Und dann ist der Hubert Himmelreich hingegangen, hat sich einfach vier Millionen von der Bank geholt und hat das größte Autohaus hingeklotzt, das Leipzig jemals gesehen hat. Und dann hat er gleich nochmal Geld geholt und hat noch eine Großtankstelle mit Reparaturwerkstatt und Supermarkt rangestellt. Geschlafen hat er trotzdem gut, mit seinen sechs Millionen Schulden im Kreuz. Ja, so war das damals, als die D-Mark kam.

Der Kohlefahrer Hans-Jürgen Korsaly hat hingegen wenig unternommen und wurde deshalb auch kein Unternehmer. Er hat nur sein Geld-Ost in Geld-West getauscht, ein paar Sachen gekauft und den Rest gespart. Dann hat er seinen Arbeitsplatz verloren und per Inserat einen neuen gefunden. Und dabei war er doch Mister Number One, der erste Kunde der Deutschen Bank, der nach der Währungsunion sein Geld tauschte. Auch von Westautos will er nix wissen. Seinem Trabi hält er die Treue, weil: „Det is einfach 'n schönet Ding.“

Das waren dann schon die Höhepunkte der Deutschland-Bilanz von WiSo-Plus zur Währungsunion, ein Jahr danach. Ansonsten: die übliche D-Mark-Nostalgie mit den unvermeidbaren Schlangen vor den Banken des vergangenen Jahres, das übliche Orakel zum wirtschaftlichen Aufschwung, die üblichen langen Gesichter auf den Straßen und auf den Fluren der Arbeitsämter, die üblichen Studiogäste aus den Vorstandsetagen der Industrie (plus Gysi) mit ihrem dezenten Pragmatismus. Warum ist das eigentlich alles immer so sterbenslangweilig, daß es sich kein Mensch mehr anhören kann? Oder ist der Dauerbeschuß an schlechten Nachrichten über die Depression im Osten schuld an unserem Gähnen?
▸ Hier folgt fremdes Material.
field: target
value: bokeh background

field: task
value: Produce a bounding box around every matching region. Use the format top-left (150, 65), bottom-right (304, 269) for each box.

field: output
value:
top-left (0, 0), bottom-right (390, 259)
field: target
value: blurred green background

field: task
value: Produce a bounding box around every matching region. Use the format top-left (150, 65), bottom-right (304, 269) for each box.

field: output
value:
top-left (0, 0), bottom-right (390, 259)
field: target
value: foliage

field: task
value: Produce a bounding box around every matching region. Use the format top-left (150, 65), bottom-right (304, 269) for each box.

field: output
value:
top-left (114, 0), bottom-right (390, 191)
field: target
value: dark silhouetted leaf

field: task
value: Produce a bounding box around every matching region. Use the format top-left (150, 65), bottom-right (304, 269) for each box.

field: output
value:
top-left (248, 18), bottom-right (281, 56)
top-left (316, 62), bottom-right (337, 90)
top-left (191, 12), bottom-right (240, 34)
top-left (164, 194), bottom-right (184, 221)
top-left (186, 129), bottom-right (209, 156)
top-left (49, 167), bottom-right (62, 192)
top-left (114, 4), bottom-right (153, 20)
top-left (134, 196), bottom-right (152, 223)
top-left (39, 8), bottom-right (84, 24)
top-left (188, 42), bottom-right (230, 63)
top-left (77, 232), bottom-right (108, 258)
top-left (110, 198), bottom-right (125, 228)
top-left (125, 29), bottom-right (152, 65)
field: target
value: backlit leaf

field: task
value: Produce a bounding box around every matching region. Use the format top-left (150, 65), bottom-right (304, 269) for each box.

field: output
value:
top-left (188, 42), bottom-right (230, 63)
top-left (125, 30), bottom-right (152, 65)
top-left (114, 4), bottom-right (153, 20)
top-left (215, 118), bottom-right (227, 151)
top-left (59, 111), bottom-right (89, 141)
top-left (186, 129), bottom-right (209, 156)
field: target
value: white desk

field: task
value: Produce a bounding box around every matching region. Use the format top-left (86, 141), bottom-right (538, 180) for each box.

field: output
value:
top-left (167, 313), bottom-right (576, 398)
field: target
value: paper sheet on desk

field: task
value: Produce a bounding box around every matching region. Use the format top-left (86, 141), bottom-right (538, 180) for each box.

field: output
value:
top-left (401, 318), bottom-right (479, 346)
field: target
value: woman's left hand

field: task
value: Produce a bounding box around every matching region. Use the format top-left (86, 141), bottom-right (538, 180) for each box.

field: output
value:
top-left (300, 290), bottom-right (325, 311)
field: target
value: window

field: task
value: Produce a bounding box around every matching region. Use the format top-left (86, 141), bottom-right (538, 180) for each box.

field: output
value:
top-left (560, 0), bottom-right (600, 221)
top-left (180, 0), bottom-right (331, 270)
Die Zwischenbilanz des spannendsten gesellschaftspolitischen Experiments der Neuzeit hatte jedenfalls nicht halb soviel drive wie die Achtelfinals von Wimbledon. Serviert wurde allerdings auch überwiegend journalistischer Fast-Food: Einmal quer durch die Wirtschaft in 60 Minuten.

Dazu wurde die Hymne der Telekom gesungen, die den Osten prima verdrahtet und es wurden ein paar Umfragen eingespielt. Im Januar waren noch 62 Prozent aller DDRler von Deutschland enttäuscht, im Juni sind es nur noch 53 Prozent. Auch hier sehen wir sehr schön: Der wirtschaftliche Aufschwung nähert sich mit aller Macht.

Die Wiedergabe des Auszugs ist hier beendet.